Es natural que los especialistas, sobre
todo cuando la ciencia necesita grandes
presupuestos, estén conscientes
de la importancia de las relaciones públicas.
Que practiquen dos formas de comunicación
social complementarias: las notificaciones
de resultados dirigidas formalmente a
sus colegas en revistas especializadas
y la divulgación para el gran público.
Que vean los ensayos como divulgación.
Que lleguen a contratar escritores para
exponer sus investigaciones. Pero el ensayo
es un género literario de creación
intelectual, no un servicio informativo
de divulgación. La función
ancilar (llamada así por Reyes
en El deslinde) usa la prosa como ancila,
sierva, esclava, criada, del material
acarreado: como carretilla subordinada
al laboratorio del especialista.
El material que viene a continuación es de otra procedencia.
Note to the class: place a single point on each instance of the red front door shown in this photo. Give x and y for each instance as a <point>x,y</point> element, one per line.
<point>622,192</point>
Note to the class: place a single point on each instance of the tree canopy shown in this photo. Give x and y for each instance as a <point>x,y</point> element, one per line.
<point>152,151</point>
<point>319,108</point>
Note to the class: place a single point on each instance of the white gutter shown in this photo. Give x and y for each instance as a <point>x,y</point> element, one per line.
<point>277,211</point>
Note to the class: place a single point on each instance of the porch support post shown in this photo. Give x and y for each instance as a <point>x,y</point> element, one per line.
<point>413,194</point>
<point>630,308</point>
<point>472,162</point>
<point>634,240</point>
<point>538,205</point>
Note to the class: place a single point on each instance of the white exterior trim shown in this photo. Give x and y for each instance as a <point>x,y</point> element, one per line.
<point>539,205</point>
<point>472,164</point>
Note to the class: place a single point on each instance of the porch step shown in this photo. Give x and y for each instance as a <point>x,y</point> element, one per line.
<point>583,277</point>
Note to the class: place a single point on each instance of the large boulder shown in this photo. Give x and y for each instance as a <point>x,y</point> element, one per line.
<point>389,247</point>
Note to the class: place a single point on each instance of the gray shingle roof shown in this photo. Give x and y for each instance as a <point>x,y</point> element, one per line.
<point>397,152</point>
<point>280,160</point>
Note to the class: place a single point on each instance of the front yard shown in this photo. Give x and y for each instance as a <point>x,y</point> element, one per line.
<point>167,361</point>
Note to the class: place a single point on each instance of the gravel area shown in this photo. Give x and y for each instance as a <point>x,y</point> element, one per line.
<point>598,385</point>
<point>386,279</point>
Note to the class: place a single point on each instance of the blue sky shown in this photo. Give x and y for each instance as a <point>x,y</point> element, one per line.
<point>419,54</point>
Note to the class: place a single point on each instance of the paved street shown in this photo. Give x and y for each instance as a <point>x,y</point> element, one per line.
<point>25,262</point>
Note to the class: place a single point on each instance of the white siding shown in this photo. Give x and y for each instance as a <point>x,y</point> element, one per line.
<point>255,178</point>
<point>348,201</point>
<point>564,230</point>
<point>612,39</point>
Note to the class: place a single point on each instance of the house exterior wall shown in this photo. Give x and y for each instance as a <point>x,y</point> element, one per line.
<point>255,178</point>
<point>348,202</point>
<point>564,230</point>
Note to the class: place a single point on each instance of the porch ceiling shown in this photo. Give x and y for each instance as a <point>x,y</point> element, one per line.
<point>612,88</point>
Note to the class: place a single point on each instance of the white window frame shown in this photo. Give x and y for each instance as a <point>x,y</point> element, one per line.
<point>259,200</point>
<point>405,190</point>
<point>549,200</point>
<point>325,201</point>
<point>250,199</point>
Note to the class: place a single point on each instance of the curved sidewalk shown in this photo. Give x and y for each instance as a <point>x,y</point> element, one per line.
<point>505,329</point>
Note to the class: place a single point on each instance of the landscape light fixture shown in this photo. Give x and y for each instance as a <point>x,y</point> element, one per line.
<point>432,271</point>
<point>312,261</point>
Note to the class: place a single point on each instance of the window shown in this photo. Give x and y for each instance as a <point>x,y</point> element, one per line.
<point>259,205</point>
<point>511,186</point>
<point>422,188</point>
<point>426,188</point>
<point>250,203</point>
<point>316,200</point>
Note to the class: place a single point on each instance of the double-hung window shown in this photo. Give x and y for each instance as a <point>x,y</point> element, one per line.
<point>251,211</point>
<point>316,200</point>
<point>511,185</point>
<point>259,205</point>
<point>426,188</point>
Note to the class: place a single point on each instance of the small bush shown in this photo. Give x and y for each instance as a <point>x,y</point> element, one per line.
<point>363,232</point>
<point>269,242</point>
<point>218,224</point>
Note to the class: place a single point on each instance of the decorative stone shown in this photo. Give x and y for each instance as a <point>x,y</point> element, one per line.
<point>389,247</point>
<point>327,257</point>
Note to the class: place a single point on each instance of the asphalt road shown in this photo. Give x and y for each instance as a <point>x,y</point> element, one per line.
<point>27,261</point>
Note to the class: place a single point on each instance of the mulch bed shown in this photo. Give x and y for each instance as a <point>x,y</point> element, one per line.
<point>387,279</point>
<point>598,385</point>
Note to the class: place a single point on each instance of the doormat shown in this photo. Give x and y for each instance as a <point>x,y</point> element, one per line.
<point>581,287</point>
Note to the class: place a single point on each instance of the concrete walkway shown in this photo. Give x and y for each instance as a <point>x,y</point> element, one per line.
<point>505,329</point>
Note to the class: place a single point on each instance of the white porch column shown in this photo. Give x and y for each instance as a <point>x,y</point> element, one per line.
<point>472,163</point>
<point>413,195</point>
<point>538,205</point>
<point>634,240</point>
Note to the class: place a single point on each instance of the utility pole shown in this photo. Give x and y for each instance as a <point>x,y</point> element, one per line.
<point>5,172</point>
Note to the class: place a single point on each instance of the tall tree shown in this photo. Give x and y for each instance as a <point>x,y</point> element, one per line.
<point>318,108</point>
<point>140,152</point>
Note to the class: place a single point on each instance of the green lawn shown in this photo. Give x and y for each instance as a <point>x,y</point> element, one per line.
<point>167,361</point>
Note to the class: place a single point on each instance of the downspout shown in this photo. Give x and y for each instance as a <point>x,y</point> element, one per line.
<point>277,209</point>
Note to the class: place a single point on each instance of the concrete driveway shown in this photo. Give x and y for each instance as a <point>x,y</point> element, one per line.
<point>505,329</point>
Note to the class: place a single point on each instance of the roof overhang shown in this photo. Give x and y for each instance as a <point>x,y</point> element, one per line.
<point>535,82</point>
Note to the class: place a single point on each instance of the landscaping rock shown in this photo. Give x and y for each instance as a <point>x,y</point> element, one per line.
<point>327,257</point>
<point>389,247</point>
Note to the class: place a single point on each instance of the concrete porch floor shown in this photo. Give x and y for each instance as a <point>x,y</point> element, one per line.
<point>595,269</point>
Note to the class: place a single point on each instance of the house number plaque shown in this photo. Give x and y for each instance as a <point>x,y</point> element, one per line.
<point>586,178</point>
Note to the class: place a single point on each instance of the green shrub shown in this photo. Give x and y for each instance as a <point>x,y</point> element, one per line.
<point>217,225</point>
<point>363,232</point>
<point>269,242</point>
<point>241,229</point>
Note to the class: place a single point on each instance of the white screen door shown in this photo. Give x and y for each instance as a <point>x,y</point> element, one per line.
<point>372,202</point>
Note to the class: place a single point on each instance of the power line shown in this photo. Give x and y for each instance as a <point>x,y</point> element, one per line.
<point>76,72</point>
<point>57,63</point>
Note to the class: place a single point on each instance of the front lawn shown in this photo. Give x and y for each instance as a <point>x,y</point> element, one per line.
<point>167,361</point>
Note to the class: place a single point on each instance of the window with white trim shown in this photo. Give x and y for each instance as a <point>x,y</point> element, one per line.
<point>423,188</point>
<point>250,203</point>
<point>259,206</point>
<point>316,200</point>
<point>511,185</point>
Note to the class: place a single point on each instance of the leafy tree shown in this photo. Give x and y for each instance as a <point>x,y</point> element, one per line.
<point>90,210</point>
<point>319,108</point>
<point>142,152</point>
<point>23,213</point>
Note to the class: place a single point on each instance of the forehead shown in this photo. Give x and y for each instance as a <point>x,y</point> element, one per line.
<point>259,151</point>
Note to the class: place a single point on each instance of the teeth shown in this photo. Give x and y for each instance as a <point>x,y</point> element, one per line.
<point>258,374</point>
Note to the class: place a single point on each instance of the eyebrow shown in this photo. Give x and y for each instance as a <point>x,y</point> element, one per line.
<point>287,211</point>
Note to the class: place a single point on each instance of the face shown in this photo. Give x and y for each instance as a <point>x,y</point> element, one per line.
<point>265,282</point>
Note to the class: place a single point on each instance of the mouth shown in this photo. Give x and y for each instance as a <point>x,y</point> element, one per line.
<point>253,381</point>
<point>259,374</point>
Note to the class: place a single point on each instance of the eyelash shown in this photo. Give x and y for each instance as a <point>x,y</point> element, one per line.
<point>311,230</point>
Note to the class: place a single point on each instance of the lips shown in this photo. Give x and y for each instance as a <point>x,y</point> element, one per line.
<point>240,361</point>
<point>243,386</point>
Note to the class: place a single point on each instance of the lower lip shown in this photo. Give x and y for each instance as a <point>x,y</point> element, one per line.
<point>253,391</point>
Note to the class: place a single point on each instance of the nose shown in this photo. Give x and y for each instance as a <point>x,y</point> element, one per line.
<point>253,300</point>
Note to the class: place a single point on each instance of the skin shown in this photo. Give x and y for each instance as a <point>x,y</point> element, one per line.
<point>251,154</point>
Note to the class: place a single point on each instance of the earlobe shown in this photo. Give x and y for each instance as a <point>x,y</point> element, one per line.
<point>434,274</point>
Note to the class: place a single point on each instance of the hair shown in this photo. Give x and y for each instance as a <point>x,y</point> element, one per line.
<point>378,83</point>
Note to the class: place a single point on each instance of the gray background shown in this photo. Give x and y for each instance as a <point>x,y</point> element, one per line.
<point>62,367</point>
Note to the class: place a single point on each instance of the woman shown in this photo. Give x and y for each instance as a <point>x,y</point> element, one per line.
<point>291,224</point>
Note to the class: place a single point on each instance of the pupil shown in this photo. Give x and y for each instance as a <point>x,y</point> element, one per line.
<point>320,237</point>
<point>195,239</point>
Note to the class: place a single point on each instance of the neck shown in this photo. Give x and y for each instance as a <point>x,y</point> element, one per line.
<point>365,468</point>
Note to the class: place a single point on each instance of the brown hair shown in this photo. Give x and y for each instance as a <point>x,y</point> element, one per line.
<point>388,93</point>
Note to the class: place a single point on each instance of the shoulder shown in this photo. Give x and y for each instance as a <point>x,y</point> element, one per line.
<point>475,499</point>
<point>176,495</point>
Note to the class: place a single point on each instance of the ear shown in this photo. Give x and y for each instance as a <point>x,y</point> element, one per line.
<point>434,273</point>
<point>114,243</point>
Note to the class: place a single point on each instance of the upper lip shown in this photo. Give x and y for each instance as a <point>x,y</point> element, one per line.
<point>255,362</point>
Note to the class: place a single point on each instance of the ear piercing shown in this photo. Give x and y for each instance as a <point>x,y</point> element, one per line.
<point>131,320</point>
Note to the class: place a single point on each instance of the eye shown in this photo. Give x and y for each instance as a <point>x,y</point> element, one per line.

El ensayo,
por el contrario, subordina los datos
(especializados o no) al laboratorio de
la prosa, al laboratorio del saber que
se busca en formulaciones inéditas,
al laboratorio del ser que se cuestiona,
se critica y se recrea en un texto.
El lector incapaz de recrearse, de reconstituirse,
de reorganizarse, en la lectura de un
ensayo que realmente ensaya, es un lector
empobrecido por la cultura tecnocrática.
No sabe que le robaron la carretilla.